While Rogers reached out to DukeCreate to offer his expertise, DukeCreate finds their instructors in a variety of ways. Some artists are from the community, and the MFA programs at Duke bring a rich variety of potential instructors. “I try to meet with new MFA candidates each fall semester to see if they would be interested in teaching any classes,” says Kevin Erixson, director of DukeCreate. “These students are very talented and often come with a lot of previous teaching experience, and their classes have been very well received.” MFA students this year have taught classes in podcasting, Photoshop, “Ballet for All Bodies,” and Broadway and hip-hop dance.  Visiting artists at the Rubenstein Arts Center have also taught workshops, increasing the opportunity to forge meaningful connections with students.

Julia Gartrell, an artist from Durham, was in residence in the Rubenstein Arts Center in Fall 2019 to develop the Radical Repair Workshop. This pop-up art experience inside a vintage 1966 Frolic camper encourages participants and viewers to consider their relationship to mending, sentimental objects, single-use items, and radical (potentially non-functional) modes of repair. The workshop made its first debut on Duke's campus during DukeCreate Workshop where community members had the opportunity to tour the traveling workshop and learn how to repair clothing and patch fabric.
Students participate in the DukeCreate Ceramics Studio at the Arts Annex. Photograph by Robert Zimmerman.

“Student interest has also guided our decision-making on the types of workshops offered,” says Erixson. “For example, we are working to offer music workshops in response to student requests, and the overwhelming demand for our ceramics workshops led us to create the Ceramics Academy, which extends the normal two-hour workshop format into a four-weekend course.”
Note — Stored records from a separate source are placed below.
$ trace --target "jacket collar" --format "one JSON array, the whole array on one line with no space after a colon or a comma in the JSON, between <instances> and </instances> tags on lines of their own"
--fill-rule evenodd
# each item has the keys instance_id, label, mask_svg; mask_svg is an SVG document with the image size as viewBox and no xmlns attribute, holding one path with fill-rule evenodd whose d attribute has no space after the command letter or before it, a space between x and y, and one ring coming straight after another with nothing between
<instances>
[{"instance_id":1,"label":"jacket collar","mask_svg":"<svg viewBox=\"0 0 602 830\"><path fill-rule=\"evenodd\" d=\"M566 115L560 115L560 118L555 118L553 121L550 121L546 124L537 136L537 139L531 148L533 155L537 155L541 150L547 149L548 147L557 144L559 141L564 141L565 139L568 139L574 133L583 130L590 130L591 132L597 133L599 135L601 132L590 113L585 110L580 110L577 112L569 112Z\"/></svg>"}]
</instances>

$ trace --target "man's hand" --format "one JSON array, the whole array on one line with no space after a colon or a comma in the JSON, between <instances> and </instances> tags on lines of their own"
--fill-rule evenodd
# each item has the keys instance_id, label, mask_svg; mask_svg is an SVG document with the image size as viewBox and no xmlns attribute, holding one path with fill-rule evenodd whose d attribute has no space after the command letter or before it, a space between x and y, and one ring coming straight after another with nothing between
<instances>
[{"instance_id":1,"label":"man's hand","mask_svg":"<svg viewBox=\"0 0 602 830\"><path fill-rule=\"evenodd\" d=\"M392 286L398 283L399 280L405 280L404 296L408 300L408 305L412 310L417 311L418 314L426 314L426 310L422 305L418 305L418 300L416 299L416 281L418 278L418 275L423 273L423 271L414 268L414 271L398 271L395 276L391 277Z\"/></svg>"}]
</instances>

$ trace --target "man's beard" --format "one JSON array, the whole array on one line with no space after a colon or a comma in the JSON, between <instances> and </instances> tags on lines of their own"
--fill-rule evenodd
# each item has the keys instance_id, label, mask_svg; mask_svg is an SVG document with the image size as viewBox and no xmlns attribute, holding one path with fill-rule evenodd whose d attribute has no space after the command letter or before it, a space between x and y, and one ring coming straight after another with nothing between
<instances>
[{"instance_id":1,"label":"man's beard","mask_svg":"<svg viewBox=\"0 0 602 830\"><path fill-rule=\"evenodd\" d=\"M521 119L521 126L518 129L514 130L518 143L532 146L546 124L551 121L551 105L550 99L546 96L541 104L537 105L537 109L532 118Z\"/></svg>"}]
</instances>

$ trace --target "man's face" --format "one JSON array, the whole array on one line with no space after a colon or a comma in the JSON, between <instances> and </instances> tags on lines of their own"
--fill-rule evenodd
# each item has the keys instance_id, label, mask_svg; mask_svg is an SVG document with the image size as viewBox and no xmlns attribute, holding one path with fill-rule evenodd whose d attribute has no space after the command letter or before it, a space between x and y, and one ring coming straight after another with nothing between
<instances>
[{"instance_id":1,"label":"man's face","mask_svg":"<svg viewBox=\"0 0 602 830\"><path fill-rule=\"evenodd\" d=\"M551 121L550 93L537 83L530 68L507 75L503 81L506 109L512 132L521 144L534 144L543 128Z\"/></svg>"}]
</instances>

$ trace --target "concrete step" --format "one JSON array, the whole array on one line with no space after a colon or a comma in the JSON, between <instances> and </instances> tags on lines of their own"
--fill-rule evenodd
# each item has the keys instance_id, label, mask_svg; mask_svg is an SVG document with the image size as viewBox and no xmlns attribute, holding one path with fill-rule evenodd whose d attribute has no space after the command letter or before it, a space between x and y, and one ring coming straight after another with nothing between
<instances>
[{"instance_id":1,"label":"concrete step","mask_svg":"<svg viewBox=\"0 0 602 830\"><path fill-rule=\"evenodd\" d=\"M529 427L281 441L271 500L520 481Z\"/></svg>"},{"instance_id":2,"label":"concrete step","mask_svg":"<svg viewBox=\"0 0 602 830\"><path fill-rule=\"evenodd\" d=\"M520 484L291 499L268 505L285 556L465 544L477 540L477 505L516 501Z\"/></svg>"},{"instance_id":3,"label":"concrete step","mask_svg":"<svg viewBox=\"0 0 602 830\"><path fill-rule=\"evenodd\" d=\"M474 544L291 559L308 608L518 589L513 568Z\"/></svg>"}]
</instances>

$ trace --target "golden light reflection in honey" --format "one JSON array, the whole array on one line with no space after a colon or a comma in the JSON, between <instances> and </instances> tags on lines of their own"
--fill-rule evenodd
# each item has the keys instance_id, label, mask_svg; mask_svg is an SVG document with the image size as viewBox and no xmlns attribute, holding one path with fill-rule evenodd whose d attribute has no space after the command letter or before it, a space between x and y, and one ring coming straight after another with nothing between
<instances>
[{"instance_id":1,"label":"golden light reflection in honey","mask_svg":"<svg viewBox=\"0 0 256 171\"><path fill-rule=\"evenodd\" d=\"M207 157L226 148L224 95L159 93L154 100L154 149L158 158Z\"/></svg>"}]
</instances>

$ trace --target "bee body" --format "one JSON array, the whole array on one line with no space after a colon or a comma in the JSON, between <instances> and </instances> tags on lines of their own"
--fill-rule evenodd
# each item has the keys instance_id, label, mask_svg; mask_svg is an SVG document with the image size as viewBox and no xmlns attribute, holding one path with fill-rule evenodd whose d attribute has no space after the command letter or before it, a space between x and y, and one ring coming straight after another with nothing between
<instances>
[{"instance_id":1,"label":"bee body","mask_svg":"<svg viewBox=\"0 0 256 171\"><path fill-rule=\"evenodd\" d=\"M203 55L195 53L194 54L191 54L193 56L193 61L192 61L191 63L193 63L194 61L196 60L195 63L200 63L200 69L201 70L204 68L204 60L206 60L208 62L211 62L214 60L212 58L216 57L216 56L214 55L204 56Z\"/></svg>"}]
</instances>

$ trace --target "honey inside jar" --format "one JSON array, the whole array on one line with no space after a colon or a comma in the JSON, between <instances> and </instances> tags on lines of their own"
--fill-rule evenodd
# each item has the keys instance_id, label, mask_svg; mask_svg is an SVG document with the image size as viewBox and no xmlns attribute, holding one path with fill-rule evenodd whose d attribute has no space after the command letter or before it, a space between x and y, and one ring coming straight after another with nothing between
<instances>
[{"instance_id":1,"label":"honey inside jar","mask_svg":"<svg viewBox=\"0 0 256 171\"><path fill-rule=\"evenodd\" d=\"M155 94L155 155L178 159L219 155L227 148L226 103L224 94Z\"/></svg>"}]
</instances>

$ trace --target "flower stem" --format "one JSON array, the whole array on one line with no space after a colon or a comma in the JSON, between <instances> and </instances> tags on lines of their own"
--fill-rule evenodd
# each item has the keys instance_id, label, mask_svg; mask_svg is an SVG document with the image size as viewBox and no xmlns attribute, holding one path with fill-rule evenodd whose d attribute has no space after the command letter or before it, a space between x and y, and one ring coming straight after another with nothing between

Durham artist and Ceramics Academy instructor Anna Wallace especially enjoyed teaching the extended class. “I always love working with the Duke students at DukeCreate. There is such diversity in the student body and I get to work with everyone from first years to post-docs to employees. The longer format allows the students to learn so much more about the material of clay and gets them so engaged that most students seem to want to come in on their own now and continue learning and making. This series gives them the confidence to do so.”

Even as DukeCreate grows in scope and numbers, it continues to evolve. There have been some growing pains, but Lindroth finds it exciting. “It’s a moving target when we try to figure out the best way to handle registration and manage waitlists, but we’re learning a lot,” he says.

“When we introduced DukeCreate I had already been Vice Provost for a while and I was very nervous at first about starting something new. What if it fails? What if it’s a flop? But I thought, let’s just do this. If it fails, we recalibrate or try something else. But we had a hunch that this would work.”

And that hunch has paid off for Duke students, faculty, and staff—700 of them last semester alone—and counting.